Whenever I am faced with writing critically about Picasso I am presented with a problem. I think he is a genius! This may not seem to be a problem to others but I certainly feel it clouds my ability to be critical. Instead I feel like glorifying him as the unbelievable artist he was; a visionary, a painter and an artist that was always prepared to defy conventions and explode the artistic and cultural genres of the moment as well as creating unbelievable masterpieces.
The Courtauld Gallery presents us with a relatively small collection of some of Picasso’s most daring, beautiful, evocative and soulful paintings. As you enter the first room you are at once confronted with the real colour that is so distinctive of Picasso’s work. Rich reds, blues ,greens and browns accost us. The works on display figure from the early 1900’s and in fact 1901 was a breakthrough year for Picasso as we see him launching his career in Paris with his first major exhibition at the gallery of art dealer Ambroise Vollard. We learn that Picasso worked furiously for several weeks, often producing three paintings in one day.
His rather unusual portrait of ‘Bibi la Puree’ – a grotesque, ugly absinthe drinker and bohemian who used to inhabit the bars and salons of the demi monde in Paris is outstanding. The art critic Jonathan Jones aptly points out Picasso’s originality in his choice of portrait and his appetite for ugliness. Jones demonstrates Picasso’s fascination with the low life and demi monde and his fondness for the other famous artist of Parisian night life, Toulouse Lautrec. His portrait shows no mercy as he paints his leering grin, dandyish bold clothes; you can almost smell the wine that is coming from his bad breath. Similarly Picasso’s portrait of the dwarf dancer , ‘La Nana’ also highlights this fascination for nightlife and the low life that inhabited the streets and dance halls of Montmartre.

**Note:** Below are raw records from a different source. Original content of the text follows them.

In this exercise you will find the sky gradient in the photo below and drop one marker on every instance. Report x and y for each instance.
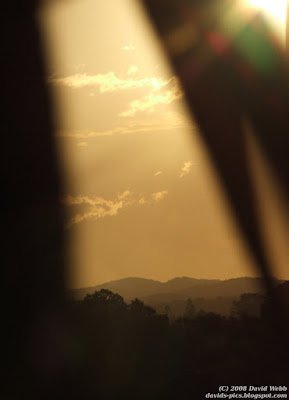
(141, 196)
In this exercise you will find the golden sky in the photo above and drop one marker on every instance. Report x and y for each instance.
(141, 195)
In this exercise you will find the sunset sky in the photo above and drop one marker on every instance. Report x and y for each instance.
(141, 195)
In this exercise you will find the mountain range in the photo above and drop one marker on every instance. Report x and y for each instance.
(207, 294)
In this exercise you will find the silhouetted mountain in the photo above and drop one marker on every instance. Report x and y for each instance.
(178, 290)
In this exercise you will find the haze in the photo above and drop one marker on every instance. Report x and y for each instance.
(141, 196)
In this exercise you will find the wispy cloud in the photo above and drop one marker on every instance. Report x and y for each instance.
(132, 70)
(186, 168)
(109, 82)
(158, 173)
(159, 195)
(128, 47)
(82, 144)
(130, 128)
(154, 98)
(99, 207)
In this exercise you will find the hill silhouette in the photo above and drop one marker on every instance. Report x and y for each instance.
(210, 295)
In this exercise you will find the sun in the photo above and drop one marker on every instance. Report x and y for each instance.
(276, 8)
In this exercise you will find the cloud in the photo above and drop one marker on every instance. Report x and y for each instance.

In the second room of the exhibition we are presented with paintings that collectively formed part of Picasso’ s Blue Period’ in its early stages. Painted during the years 1901-1904 this was a time when Picasso painted essentially monochromic paintings in differing shades of blue and blue green and often chose doleful subject matter and austerity. The paintings in the room are more melancholic and sombre in tone and pitch. Many of his subjects are sorrowful figures living on the fringes of society or outcasts. His painting, ‘Harlequin and companion’ is subdued and unusual. The orange of the girl and the blues of the harlequin seem to clash together to create a subdued and sad atmosphere. In many ways Picasso is reinventing café society painting by focusing on members of society that were margionalised. Another sorrowful painting is his ‘Casagemas in his coffin’ – a close up of his friend’s head, painted in an eerie, intense blue, who sadly committed suicide in a Montmartre café. The mood is deeply sombre and introspective hinting of melancholic and great sorrow. It was his death that apparently inspired the beginning of the Blue Period as Picasso was known to have said, “I started painting in blue when I learned of Casagema’s death’. In contrast to these paintings is one of the highlights of the whole exhibition – it is his beautiful and evocative ‘Child with a dove’. Here we see a child holding a dove close to her chest and standing in front of a subdued blue background and next to a multi colored ball. It is a soft, peaceful painting that both celebrates the serenity and the fragility of childhood. The little girl is protected and closeted and there is little of the sombre mood that embue the other paintings indicating that it was painted just before the beginning of the Blue Period.
Go and see this magnificent exhibition while it lasts, there are many masterpieces to admire and a chance to lose yourself in the colours and brilliance that is Picasso.